Mereka mengaku berasal dari aliran putih, tapi apa yang mereka lakukan bahkan lebih rendah daripada apa yang dilakukan oleh aliran hitam.
Li Yong mempunyai keyakinan bahwa keenam pendekar tua itu merupakan orang-orang munafik. Mulutnya bicara A, tapi hatinya bicara B.
Meskipun dirinya baru berjumpa pertama kali ini, tapi mengenai hal tersebut, Li Yong bisa langsung tahu.
Kehidupan keras selama sepuluh tahun belakangan ini telah mengajarkannya banyak hal. Salah satunya yaitu bagaimana cara menilai manusia hanya dengan satu kali lihat.
Sementara di sisi lain, keenam pendekar tua itu terlihat semakin kesal ketika mereka mengetahui lawan bicaranya tidak mau kalah.
"Sudahlah.

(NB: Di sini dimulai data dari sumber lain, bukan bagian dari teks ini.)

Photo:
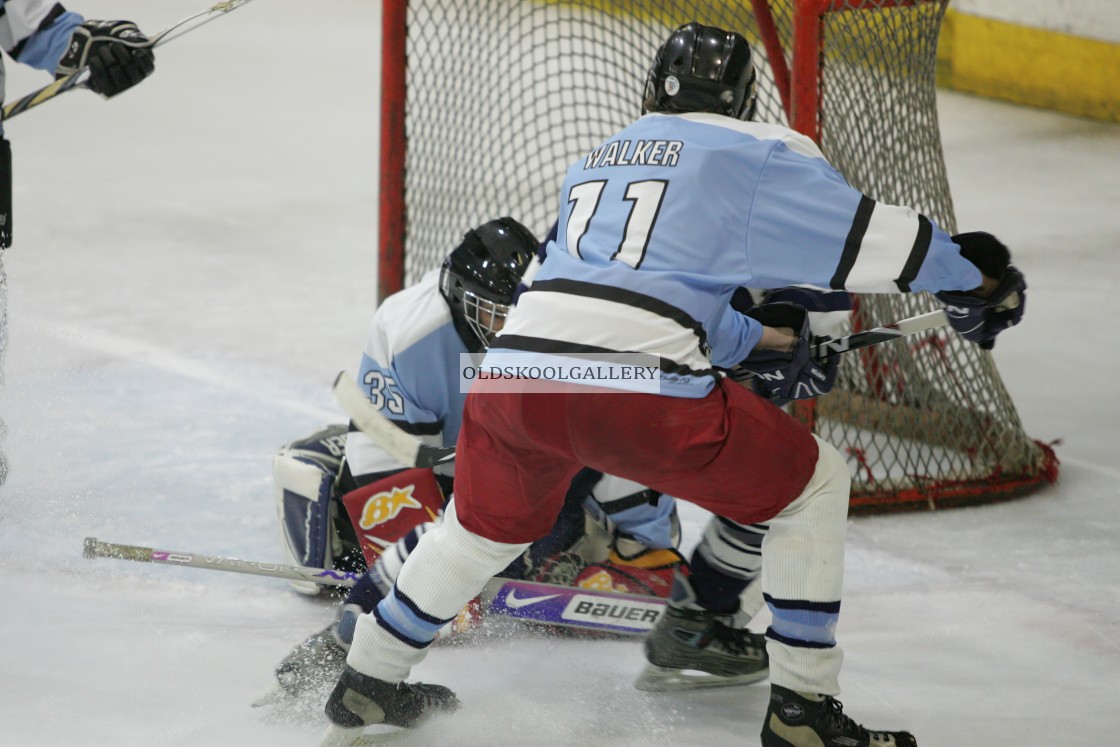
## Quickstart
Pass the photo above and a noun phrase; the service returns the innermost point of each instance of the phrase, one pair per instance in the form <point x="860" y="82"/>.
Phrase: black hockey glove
<point x="793" y="375"/>
<point x="5" y="193"/>
<point x="980" y="319"/>
<point x="118" y="54"/>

Tidak ada gunanya kita berdebat dengan pemuda aneh ini. Kalau dia tetap tidak mau pergi, kita beri pelajaran saja kepadanya," kata rekannya yang lain.
"Apa yang dikatakan olehnya memang benar. Bicara dengannya hanya membuang-buang waktu saja," sahut yang lainnya.

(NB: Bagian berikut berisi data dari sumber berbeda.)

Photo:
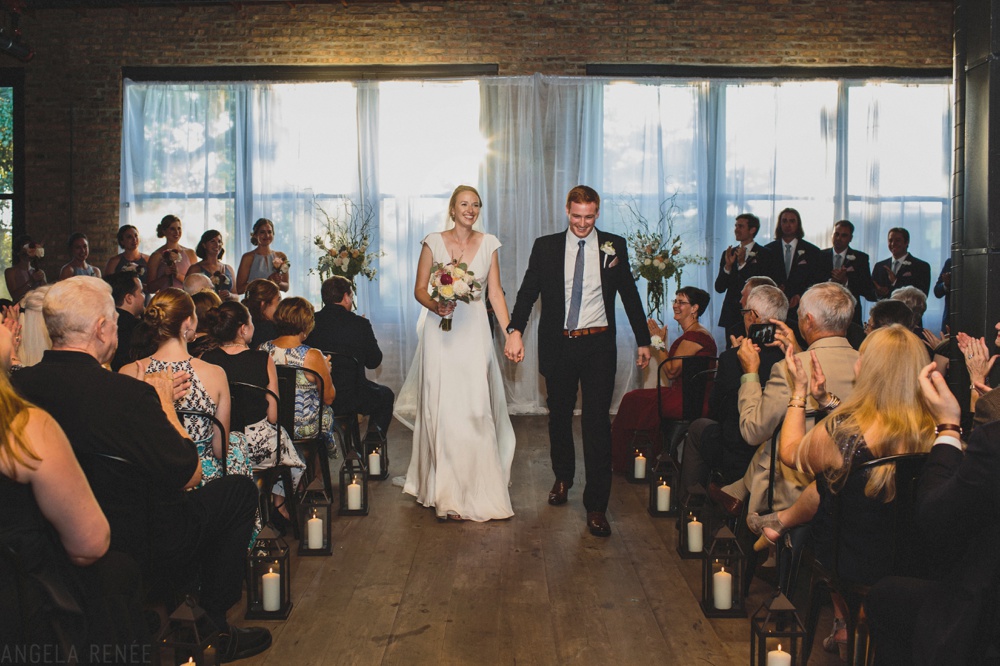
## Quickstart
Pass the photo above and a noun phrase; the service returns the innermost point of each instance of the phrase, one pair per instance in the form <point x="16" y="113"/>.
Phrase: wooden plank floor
<point x="401" y="588"/>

Pendekar tua yang sejak tadi bicara terlihat mengangguk-anggukkan kepala ketika dia mendengar perkataan rekannya. Sepertinya dia pun setuju dengan apa yang mereka ucapkan.

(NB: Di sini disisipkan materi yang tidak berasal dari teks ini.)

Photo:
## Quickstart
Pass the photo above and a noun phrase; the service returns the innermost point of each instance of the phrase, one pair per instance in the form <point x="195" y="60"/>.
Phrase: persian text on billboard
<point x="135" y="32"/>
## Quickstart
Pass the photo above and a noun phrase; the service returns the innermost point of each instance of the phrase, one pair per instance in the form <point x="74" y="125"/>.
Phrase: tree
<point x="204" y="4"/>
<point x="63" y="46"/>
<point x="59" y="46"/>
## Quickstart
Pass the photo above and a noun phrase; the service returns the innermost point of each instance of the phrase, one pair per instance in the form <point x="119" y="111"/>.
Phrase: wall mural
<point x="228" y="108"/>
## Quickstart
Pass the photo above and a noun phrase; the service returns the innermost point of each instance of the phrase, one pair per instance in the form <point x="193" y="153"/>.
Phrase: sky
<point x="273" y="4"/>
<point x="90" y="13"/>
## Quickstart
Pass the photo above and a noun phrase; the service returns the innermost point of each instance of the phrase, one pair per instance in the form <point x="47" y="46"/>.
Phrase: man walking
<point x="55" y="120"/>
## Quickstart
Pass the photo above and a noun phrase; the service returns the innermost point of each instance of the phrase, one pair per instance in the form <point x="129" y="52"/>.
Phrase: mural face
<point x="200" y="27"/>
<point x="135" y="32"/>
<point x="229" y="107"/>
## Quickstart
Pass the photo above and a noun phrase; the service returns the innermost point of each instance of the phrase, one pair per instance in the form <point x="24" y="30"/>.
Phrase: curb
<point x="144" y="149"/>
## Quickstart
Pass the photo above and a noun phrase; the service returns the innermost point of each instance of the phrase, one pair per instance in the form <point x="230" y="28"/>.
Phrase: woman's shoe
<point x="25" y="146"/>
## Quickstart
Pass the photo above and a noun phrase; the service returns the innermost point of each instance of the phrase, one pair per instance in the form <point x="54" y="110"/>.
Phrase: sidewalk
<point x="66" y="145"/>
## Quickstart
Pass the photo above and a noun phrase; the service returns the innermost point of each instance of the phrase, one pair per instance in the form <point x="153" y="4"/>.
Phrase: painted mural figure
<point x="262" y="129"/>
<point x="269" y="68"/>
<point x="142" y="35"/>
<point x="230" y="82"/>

"Nah, apakah kau sudah dengar apa yang dikatakan oleh rekanku? Sekarang aku tanya lagi, kau mau pergi atau tidak?"
"Tidak," jawab Li Yong dengan datar. Wajahnya semakin dingin. Seperti juga kedua telapak tangannya.
"Bagus. Kalau begitu, jangan salahkan kami jika berbuat kasar kepadamu," ujarnya seolah-olah sedang memberikan ancaman.
"Lakukan saja. Yang jelas, aku tidak akan membiarkan kalian menyiksa pemuda itu lagi,"
"Hahaha … bagus, bagus sekali. Sekarang, bersiaplah!" teriak orang tersebut.
Selesai berkata demikian, tiba-tiba orang itu melompat ke depan. Tangan kanannya langsung digerakkan ke depan. Golok tajam di tangannya segera memberikan bacokan ke arah pelipis.
Melihat dia sudah memberikan serangan, kelima rekannya tidak mau tinggal diam.
Tiba-tiba mereka pun ikut melancarkan serangan dengan senjatanya masing-masing.
Enam serangan ganas dan keji sudah mengancam Li Yong. Serangan mereka mengandung angin tajam yang menderu-deru. Hawa golok dan hawa pedang menyatu dalam satu serangan.
Wutt!!! Wutt!!!
Saat itu, Li Yong sudah menduga bahwa hal tersebut pasti akan terjadi. Ketika menyaksikan enam lawannya menyerang secara bersamaan, pemuda yang selalu tampil dingin itu tiba-tiba mengangkat kedua lengannya.
Dia langsung berusaha menangkis enam serangan dengan kedua tangannya. Bersamaan dengan gerakan tersebut, kakinya juga melancarkan tendangan keras yang mengarah ke berbagai titik penting di tubuh manusia.
Wushh!!! Wutt!!! Wutt!!!
Pertarungan sengit segera terjadi di tempat itu. Enam pendekar tua tersebut sudah mengerahkan seluruh tenaga dan kemampuannya. Sepertinya mereka tidak mau membuang-buang waktu sehingga memutuskan untuk langsung mengeluarkan seluruh kemampuannya.
Tapi siapa sangka, ternyata pemuda yang menjadi lawannya bukanlah orang lemah. Harapan mereka menjadi lenyap ketika usahanya gagal total.
Walaupun sudah menyerang dengan berbagai macam jurus, ternyata pemuda itu mampu menahannya dengan gerakan-gerakan aneh tapi mengandung kekuatan dahsyat.